Top three talks from TestBash 2025

Published on October 8, 2025

I came back from TestBash Brighton 2025 with pages of notes and plenty to think about. Rather than trying to cover everything, I wanted to share my notes from the three talks that stuck with me the most. The ones that challenged how I think about testing, leadership, and quality.

Before you dive in, I’d love your input. I’ve been experimenting with different ways to share what I learn from conferences, from full notes to short summaries and even live Q&As.

What would you like to see more of?

Here are the three talks I’ve shared notes from:

If you want the full event write-up, you can read it here: TestBash Brighton 2025: Reflections on Two Days of Quality.


Tip: For the best experience viewing my notes posts, use a desktop browser. This allows you to easily navigate between chapter headings using the contents panel on the left side of the page.

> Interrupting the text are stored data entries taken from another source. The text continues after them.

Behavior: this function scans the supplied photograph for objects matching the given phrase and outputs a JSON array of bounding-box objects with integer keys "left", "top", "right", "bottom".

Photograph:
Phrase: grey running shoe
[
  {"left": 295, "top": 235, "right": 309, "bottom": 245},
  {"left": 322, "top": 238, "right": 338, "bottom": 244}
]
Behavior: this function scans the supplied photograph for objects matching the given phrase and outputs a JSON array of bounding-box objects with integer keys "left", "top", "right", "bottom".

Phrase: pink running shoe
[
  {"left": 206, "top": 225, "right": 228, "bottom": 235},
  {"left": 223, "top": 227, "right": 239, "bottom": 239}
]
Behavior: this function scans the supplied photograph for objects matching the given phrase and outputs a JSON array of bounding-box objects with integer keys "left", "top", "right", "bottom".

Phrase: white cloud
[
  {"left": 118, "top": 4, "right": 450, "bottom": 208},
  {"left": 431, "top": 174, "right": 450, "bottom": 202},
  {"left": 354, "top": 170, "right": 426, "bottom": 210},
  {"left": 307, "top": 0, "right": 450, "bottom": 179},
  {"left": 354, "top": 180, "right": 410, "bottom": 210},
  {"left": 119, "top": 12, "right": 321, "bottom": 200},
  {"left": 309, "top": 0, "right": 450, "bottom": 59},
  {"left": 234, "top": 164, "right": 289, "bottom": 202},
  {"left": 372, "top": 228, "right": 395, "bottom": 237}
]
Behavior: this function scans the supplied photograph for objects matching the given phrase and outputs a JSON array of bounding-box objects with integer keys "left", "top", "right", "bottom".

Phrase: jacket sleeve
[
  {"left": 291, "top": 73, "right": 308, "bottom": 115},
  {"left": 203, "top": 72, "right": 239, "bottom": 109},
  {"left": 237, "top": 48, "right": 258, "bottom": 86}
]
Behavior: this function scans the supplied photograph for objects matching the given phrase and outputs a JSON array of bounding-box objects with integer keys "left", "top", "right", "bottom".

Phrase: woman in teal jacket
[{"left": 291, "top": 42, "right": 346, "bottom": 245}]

What a tester’s role in evaluating and observing AI systems

By Carlos Kidman

Summary

  • Really interesting talk on how testers can systematically test AI systems. It walked us through different evaluation tools, showing how they help us understand where uncertainty lies in AI and what quality attributes we should be assessing. The tools themselves weren’t out of reach for testers, you don’t need to be an AI specialist to use them. You just need the willingness to get involved and get stuck in.

  • One powerful point that stood out for me was that teams often don’t do this kind of testing simply because they’re not used to thinking in that way. That’s exactly where the real value of testers and quality engineers comes in: bringing a quality mindset to engineering teams, helping them identify the attributes that matter, and guiding how to assess them in a systematic way.

  • Another brilliant session, well worth looking into if you’re trying to understand how to evaluate AI systems or are now being asked to.

Key takeaways

  • Testers can apply systematic evaluation techniques to AI systems without needing to be AI experts.

  • Existing testing skills (designing experiments, defining metrics, building test datasets) transfer directly to AI evaluation.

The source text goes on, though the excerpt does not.